もし、皮膚トラブルがある場合は無理に行わず、中止しましょう。
実践編:会陰マッサージの具体的な方法
リラックスできる環境を整えて、焦らずゆっくり行いましょう。入浴後など、血行が良くなっている時に行うのが特におすすめです。
【基本の姿勢】
お腹が大きくなると、手が届きにくいことがあります。自分が一番楽だと感じる姿勢を見つけましょう。
- ベッドやソファでクッションにもたれかかり、膝を立てて足を開く
- お風呂の椅子に座り、片足を少し高く上げる
- お風呂場で立ち、片足を椅子に乗せる
【マッサージの手順】
- 清潔にする
始める前に、必ず石鹸で手をきれいに洗い、爪を短く切っておきましょう。 - オイルを塗る
オイルを指先にたっぷりと取ります。まずは会陰の表面(腟口の下から肛門のあたりまで)に、優しくクルクルと円を描くようにオイルをなじませます。 - 親指で優しく押す(腟の中から)
リラックスして、腟の中に親指の第一関節くらいまでをゆっくりと入れます。 - 会陰を伸ばす
息を「ふーっ」と吐きながら、親指で会陰を肛門の方向(真下)に向かって、痛みがない・または強くない程度にゆっくりと30秒〜1分ほど押して伸ばします。
※感覚の目安: 少しピリピリするような、皮膚が伸びている感覚があればOKです。強い痛みを感じる場合は、力を入れすぎています。
U字マッサージ
次に、親指を腟の中から左右に動かし、アルファベットの「U」を描くように、会陰を内側から広げるようにマッサージします。(時計の針でいうと、4時から8時の方向)これを数回繰り返します。
必ず守って!会陰マッサージの注意点
安全に行うために、以下の点は必ず守ってください。
【こんな時はマッサージを中止・お休みしましょう】
- お腹の張りや痛みを感じる時
- 出血がある時
- 体調がすぐれない時
- 腟カンジダ症や性器ヘルペスなど、感染症の疑いがある時
【特に注意が必要な方】
切迫早産と診断されている方や、医師から安静の指示が出ている方は、自己判断で行わず、必ずかかりつけの医師や助産師に相談してから開始してください。その場合、正期産である妊娠37週以降に始めるのがより安全です。

まとめ
- 会陰マッサージは、会陰の伸縮性を高め、出産時の傷を軽減する効果が期待できるセルフケアです。
- 妊娠35〜36週ごろから、リラックスできる時に行いましょう。
- 肌に優しい植物性のオイルを使い、清潔な手で行ってください。
- 痛みがない・または強くない程度の力加減がポイントです。痛みを感じたら力を弱めましょう。

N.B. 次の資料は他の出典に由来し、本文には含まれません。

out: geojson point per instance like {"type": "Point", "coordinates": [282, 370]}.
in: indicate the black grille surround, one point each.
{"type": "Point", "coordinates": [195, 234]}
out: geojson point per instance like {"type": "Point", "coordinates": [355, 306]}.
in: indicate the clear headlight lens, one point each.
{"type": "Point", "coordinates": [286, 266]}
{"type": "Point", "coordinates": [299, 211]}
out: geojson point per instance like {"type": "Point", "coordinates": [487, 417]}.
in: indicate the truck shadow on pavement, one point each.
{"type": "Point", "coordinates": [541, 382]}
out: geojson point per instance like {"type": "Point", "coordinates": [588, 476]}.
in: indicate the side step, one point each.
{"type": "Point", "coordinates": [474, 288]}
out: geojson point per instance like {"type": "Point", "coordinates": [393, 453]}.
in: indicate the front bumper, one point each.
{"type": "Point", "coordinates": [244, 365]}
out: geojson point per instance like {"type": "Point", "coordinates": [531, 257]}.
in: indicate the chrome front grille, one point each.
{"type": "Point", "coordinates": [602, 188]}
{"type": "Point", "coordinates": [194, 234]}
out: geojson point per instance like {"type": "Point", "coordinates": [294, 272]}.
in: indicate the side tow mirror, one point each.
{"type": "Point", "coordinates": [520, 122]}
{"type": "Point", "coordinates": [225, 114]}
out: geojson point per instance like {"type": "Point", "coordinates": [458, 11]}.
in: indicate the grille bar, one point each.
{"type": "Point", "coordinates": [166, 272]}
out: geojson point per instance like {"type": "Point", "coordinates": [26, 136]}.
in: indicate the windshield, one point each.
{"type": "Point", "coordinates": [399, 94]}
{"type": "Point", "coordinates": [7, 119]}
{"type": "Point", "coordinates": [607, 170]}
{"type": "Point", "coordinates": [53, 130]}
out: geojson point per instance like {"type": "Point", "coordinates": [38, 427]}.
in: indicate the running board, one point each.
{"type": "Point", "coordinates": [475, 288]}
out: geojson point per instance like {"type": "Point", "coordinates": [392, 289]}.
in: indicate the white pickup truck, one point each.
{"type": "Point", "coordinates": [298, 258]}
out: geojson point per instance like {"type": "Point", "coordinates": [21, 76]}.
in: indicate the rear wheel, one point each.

- お腹の張りや出血など、異常を感じたらすぐにお休みし、心配な時はかかりつけ医に相談してください。
会陰マッサージは、出産に対する不安を和らげるだけでなく、ご自身の体と向き合い、赤ちゃんを迎える準備をする大切な時間にもなります。無理のない範囲で、ぜひ今日から取り入れてみてください。